From left, Joan Liu with students Roshan Poudel, Nilson Chapagain and Abhishek Kafle.
From left, Joan Liu with students Roshan Poudel, Nilson Chapagain and Abhishek Kafle.

Of 61 Nepalese students whose full scholarships to the University of Texas-Tyler were rescinded earlier this year after an "administrative error," 18 have not yet found places elsewhere.

"The window is closing. We might have a week left, for the United States at least," said Joan Liu, an adviser at United World College, an international high school in Singapore. "I think kids who have not been placed feel desperate."

In December, the students were invited to join the first class of "Presidential Fellows" at UTT and receive scholarships covering all their costs. Instead, four months after the students had accepted, paid fees and received the names of their roommates, UTT rescinded two-thirds of the scholarships in an "administrative error."

By that time in the admissions cycle, most of the students had declined offers from other schools because they had accepted UTT's offer.

Liu, with Brazil-based college counselor Emily Dobson and others, mobilized quickly after hearing of the students' plight in April. The educators used personal and professional connections to help the rejected students find other opportunities.

They spent hours online and on the phone seeking placements for the displaced students. Liu spearheaded the effort, working around the clock to help the students.

"Our favorite hashtag is '#Joangotobed, because it seems like she's up all the time," said Dobson.

'Best wishes'

Meanwhile, "UT-Tyler did nothing to help us except extend their best wishes, which means nothing at this crucial moment of our lives," said Rupesh Koirala, one of the foreign students. He will attend Robert Morris University in Pittsburgh to study software engineering.

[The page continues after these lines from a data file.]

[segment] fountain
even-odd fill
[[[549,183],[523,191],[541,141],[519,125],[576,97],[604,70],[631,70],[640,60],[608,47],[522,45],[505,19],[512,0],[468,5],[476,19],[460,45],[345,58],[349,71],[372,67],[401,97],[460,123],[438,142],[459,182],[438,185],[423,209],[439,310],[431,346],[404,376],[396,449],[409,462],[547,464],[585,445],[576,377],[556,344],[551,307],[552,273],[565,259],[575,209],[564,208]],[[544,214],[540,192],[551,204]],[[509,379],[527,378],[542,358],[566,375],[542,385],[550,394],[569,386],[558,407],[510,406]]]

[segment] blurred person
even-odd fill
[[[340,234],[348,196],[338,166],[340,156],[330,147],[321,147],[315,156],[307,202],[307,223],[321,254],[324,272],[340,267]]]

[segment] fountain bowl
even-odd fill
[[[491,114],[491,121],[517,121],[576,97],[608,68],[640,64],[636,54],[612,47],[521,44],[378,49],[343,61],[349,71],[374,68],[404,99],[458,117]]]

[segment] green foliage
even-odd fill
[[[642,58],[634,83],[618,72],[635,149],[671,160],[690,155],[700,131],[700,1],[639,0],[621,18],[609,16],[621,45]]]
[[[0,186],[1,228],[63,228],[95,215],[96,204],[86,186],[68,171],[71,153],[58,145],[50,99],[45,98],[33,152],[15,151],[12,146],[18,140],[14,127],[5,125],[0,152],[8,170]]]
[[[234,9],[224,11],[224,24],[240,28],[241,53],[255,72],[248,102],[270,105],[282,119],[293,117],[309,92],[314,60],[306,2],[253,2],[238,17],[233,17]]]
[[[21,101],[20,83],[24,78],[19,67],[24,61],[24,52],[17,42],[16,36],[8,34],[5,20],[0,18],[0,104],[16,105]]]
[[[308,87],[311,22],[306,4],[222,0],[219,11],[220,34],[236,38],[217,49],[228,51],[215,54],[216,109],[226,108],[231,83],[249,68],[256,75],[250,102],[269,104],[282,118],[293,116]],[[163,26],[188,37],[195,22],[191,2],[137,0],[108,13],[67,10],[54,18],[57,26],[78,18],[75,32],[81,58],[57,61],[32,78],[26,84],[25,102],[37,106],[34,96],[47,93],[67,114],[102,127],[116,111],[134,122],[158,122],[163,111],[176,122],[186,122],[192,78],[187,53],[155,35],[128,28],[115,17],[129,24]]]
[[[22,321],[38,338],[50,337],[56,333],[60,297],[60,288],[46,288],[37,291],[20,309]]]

Lucas Roebuck, a UTT spokesman, said the university did what it could.

"We've had people say, 'Hey you should make the funds magically appear,' " said Roebuck. "We took a hard look at our budget, and we went ahead and accommodated 30 [scholarships], which represents in terms of our international spending at least a tenfold increase over the previous year."

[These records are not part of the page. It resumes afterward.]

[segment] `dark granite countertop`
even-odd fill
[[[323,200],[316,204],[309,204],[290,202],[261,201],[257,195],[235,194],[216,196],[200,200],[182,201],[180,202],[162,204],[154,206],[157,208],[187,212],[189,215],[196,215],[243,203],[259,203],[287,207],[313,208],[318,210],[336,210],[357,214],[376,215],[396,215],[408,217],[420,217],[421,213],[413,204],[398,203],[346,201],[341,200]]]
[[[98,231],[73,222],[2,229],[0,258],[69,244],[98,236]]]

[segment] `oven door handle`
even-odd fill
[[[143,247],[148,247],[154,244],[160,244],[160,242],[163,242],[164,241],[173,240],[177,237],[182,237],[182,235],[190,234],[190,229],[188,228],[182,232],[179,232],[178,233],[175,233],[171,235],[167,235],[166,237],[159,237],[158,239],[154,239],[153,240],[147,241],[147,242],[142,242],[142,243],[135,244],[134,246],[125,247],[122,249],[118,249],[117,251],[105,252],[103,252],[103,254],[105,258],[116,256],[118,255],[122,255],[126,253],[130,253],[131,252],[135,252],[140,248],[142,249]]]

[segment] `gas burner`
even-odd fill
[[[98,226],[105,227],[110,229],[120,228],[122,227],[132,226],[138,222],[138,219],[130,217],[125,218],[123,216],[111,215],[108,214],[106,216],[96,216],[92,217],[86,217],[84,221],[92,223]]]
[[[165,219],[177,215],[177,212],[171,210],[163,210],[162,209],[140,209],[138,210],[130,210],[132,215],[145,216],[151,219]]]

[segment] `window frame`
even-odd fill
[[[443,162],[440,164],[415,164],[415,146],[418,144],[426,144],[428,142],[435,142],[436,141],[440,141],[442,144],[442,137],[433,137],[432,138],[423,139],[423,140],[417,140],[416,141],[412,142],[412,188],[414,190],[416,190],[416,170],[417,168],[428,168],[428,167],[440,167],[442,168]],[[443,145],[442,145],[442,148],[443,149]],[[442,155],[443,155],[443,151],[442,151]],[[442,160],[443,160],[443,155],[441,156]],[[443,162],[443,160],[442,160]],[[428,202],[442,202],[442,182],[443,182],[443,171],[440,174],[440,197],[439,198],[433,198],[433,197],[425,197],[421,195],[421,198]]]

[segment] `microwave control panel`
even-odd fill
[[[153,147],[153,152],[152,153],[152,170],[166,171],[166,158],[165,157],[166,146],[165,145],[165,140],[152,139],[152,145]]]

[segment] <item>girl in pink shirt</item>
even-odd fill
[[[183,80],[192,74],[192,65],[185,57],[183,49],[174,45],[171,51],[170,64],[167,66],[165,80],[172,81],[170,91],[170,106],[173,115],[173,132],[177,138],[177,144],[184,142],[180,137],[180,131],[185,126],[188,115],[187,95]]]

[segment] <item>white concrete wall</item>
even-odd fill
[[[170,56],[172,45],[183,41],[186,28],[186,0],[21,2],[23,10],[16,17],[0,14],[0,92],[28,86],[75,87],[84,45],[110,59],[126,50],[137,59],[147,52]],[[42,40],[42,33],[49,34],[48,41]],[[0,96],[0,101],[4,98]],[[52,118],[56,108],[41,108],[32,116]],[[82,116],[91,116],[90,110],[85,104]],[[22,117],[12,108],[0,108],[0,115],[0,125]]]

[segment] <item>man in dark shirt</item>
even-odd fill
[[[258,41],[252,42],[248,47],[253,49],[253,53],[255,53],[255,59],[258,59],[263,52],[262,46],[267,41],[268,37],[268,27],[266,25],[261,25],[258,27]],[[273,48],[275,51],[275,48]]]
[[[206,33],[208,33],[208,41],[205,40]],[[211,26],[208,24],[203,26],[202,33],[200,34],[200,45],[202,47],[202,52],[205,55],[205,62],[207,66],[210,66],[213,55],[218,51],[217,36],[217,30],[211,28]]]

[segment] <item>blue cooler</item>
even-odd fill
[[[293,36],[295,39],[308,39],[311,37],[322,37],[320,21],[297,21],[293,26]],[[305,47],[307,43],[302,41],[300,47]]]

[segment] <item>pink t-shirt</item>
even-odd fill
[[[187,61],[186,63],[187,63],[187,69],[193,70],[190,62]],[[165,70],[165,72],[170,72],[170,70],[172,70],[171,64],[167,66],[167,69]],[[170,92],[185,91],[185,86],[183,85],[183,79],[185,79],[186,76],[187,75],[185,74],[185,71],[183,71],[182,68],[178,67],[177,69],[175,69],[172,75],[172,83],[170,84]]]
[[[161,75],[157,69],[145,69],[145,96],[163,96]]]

Time and funding are running out for the remaining students. The competition for each new spot that opens up is fierce. If a student is offered a place, there's no guarantee that he or she can afford to attend. The placed students cumulatively face about $60,000 in financial gaps.

Liu called the situation an "admissions Hunger Games 2.0," referring to the popular dystopian series in which teens are forced to kill each other for the entertainment of the upper classes.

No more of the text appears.